Apart from such goofs, the language of the texts in the new guide is noticeably less lively than in earlier editions. Peterson was never much of a stylist, at his best attaining a sort of even-toned weekly-reader clarity; but I wish that the editorial team responsible for this new edition had retained the occasional bits of humor and poetry that flash through the earlier guides. In 1947, Lincoln’s Sparrow was “a skulker, ‘afraid of its own shadow’,” and displaying Common Nighthawks could be seen “zooming up sharply … with a sudden deep whir that sounds like the well-known ‘Bronx cheer’.” Sixty-one years later, the charm of the birds is no longer reflected in the charm of the language; Lincoln’s Sparrow is now simply and pleonastically a “somewhat skulking species [that] prefers to be near cover,” and Common Nighthawks have learned their company manners. At least Prothonotary Warbler is still “a golden bird of the wooded swamps”!

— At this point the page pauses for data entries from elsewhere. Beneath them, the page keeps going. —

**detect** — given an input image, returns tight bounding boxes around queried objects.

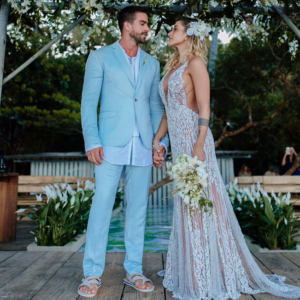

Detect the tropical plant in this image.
[17,180,123,246]
[227,181,300,250]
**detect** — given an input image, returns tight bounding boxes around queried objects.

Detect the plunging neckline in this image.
[162,61,188,107]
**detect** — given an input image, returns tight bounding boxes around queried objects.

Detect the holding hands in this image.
[87,147,104,165]
[152,140,166,169]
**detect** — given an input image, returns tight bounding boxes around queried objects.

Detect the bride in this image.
[153,17,300,300]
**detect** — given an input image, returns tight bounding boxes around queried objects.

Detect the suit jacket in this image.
[81,41,169,149]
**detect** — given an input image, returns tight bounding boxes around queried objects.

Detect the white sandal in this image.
[77,275,101,298]
[124,273,155,293]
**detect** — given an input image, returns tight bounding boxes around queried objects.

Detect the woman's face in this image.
[168,21,188,47]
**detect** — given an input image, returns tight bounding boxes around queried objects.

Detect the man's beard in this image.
[129,30,146,44]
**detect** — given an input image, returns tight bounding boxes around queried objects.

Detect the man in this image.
[78,6,168,297]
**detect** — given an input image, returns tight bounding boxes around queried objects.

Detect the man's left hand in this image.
[153,145,166,169]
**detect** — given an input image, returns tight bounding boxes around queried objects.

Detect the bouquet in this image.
[167,154,213,216]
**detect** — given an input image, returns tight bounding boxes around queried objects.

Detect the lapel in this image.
[136,49,149,91]
[114,41,134,87]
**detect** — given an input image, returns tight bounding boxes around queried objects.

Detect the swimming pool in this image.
[79,206,173,252]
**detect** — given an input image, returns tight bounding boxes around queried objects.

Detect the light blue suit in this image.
[81,42,169,277]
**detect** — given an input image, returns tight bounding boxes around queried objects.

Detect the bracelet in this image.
[198,118,209,127]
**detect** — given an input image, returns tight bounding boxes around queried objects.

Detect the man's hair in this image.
[118,6,148,33]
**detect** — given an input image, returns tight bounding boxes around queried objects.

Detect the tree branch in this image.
[215,99,287,148]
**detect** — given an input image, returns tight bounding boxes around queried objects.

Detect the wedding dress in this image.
[159,62,300,300]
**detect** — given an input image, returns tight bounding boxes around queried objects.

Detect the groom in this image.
[78,6,168,297]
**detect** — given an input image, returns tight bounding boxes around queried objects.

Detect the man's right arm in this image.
[81,52,104,149]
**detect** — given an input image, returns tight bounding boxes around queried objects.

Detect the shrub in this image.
[227,181,300,250]
[17,180,123,246]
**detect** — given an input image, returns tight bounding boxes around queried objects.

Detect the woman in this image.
[153,18,300,300]
[239,164,252,177]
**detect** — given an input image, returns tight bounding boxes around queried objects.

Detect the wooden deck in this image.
[0,251,300,300]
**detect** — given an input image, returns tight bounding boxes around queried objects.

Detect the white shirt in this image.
[86,44,167,167]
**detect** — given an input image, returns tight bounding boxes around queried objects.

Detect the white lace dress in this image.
[159,63,300,300]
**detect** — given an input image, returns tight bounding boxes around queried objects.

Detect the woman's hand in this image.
[192,144,206,161]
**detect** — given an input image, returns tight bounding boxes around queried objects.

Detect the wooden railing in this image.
[230,176,300,206]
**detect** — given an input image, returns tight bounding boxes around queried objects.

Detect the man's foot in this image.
[79,276,101,297]
[124,274,154,292]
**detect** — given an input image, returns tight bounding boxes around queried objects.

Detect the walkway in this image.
[0,251,300,300]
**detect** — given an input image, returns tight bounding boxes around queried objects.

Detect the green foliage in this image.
[18,181,124,246]
[0,34,86,154]
[227,179,300,250]
[211,32,300,174]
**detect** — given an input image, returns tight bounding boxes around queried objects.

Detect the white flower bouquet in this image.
[167,154,213,216]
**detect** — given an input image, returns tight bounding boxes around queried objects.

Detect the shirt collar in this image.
[119,40,141,60]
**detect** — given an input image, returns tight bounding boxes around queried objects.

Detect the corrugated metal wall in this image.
[30,158,234,207]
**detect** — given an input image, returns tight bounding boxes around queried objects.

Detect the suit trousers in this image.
[83,161,152,277]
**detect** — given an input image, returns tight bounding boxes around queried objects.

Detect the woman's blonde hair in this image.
[164,17,207,73]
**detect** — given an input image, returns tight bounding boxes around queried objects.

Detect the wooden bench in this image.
[230,176,300,206]
[18,176,95,207]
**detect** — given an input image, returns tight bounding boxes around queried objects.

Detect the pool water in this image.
[79,206,173,252]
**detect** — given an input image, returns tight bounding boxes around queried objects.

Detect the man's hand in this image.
[87,147,104,165]
[192,143,206,161]
[153,145,166,169]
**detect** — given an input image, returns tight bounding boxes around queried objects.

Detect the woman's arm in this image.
[281,152,287,166]
[189,57,210,161]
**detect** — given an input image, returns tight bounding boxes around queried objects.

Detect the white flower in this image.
[36,194,43,202]
[60,183,67,190]
[209,0,219,7]
[42,185,57,200]
[67,184,76,196]
[71,196,75,205]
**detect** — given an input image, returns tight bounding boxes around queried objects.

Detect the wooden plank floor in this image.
[0,251,300,300]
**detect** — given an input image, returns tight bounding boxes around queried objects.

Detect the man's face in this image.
[129,12,150,44]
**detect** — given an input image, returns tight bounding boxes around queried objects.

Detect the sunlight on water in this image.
[79,207,173,252]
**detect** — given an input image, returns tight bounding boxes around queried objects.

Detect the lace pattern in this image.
[159,63,300,300]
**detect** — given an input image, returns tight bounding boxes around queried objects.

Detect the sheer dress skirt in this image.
[159,63,300,300]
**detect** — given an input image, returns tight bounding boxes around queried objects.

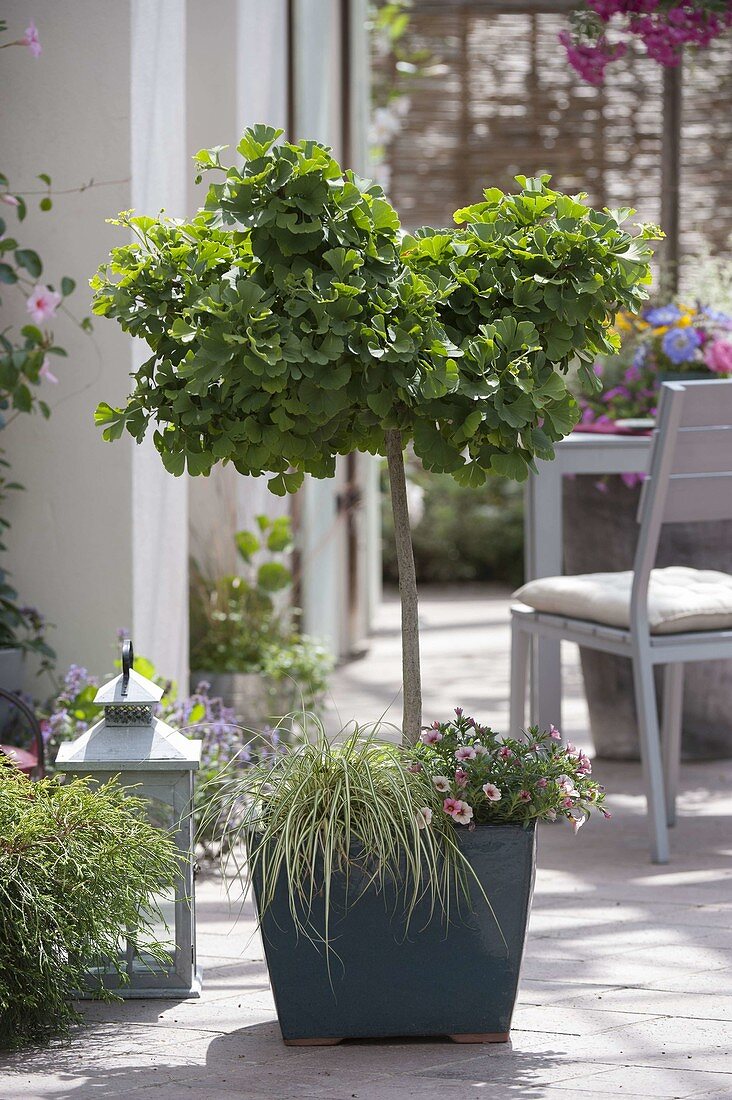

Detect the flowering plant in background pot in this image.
[578,301,732,428]
[91,127,658,1043]
[190,515,334,728]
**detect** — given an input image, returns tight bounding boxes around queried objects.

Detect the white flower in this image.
[557,776,579,799]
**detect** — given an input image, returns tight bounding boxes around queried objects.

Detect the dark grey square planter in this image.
[254,824,536,1045]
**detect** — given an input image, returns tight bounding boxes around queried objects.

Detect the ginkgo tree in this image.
[91,125,658,743]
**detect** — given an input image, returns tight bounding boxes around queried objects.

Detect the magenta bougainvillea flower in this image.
[559,0,732,85]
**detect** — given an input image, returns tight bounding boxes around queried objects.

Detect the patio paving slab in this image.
[0,590,732,1100]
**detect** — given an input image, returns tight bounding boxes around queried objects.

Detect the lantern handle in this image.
[122,638,134,695]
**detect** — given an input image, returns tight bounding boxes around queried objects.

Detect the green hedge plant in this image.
[91,125,656,743]
[0,756,178,1049]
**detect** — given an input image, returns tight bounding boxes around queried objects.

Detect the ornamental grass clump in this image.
[91,125,658,744]
[0,756,179,1048]
[409,707,610,833]
[204,724,470,946]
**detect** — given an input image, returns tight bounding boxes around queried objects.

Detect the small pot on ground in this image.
[253,822,536,1046]
[564,474,732,760]
[190,669,298,729]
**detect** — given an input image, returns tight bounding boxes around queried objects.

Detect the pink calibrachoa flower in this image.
[455,745,478,760]
[25,285,61,325]
[20,20,42,57]
[443,799,472,825]
[39,355,58,385]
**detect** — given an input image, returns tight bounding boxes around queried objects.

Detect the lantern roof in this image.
[56,638,204,772]
[56,718,203,772]
[94,669,164,706]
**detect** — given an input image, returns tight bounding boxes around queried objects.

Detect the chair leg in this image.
[633,649,668,864]
[509,617,532,737]
[662,663,684,825]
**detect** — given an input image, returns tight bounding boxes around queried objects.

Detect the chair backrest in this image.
[631,378,732,627]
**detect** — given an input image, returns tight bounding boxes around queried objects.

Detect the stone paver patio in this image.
[0,590,732,1100]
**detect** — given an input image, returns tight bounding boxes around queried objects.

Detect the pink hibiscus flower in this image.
[704,340,732,374]
[25,285,61,325]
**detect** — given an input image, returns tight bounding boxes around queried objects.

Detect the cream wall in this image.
[5,0,376,682]
[0,0,187,677]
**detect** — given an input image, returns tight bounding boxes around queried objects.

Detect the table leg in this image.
[525,461,564,729]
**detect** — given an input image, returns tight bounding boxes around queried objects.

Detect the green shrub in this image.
[0,760,178,1048]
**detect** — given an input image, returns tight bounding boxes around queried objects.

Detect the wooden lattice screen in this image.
[376,0,732,275]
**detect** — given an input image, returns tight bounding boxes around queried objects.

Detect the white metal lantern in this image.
[56,640,203,997]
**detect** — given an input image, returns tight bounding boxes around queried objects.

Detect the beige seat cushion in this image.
[514,565,732,634]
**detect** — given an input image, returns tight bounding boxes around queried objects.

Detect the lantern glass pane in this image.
[131,890,175,974]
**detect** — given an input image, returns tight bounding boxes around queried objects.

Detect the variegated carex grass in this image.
[198,723,488,948]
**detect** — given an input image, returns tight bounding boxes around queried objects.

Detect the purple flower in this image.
[660,328,701,364]
[643,303,681,328]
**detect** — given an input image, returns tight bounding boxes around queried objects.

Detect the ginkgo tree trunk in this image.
[91,125,657,743]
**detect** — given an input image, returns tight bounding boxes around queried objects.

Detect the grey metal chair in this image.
[510,380,732,864]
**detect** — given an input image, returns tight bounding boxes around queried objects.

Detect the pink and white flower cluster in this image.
[407,707,610,832]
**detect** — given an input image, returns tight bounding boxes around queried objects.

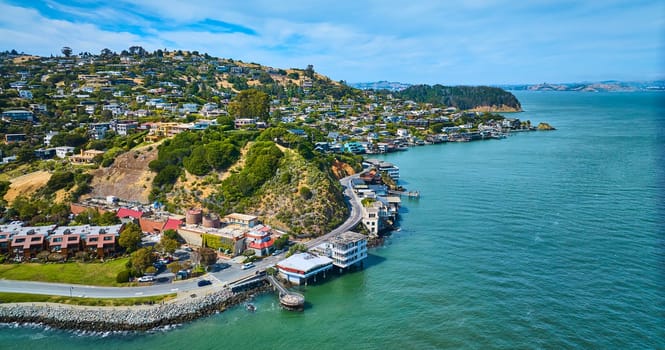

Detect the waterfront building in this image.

If the new guide disappoints in some respects, the large-scale maps–gathered in the back of the book and reproduced as thumbnails in the species accounts–are a great and greatly appreciated improvement. Created by Paul Lehman, the large and clearly visible maps are both precise and accurate; the few quibbles one could raise are matters of degree, not of fact. American Black Ducks, for example, are probably too rare nowadays in southeast Nebraska to merit mapping. Conversely, the range of White-winged Dove across the continent could have been painted much more lavishly. Telegraphic notes on the maps indicate vagrancy patterns for many species; while completeness would be an unrealizable goal, there are occasional instances where records worth mentioning are passed over in silence: the vagrant ranges of White-eared Hummingbird and Sulphur-bellied Flycatcher, for instance, are understated here. But few are the questions that these laudable maps do not answer, and authoritatively; I am especially pleased to see many species’ ranges in northern Mexico and the Caribbean limned with the same care given their distribution in the US and Canada.

With the publication of this new single-volume guide, the Peterson legacy is assured. And now it’s up to a new generation of birders to decide whether that legacy is a living one, or merely a tribute to the book that in some ways started it all.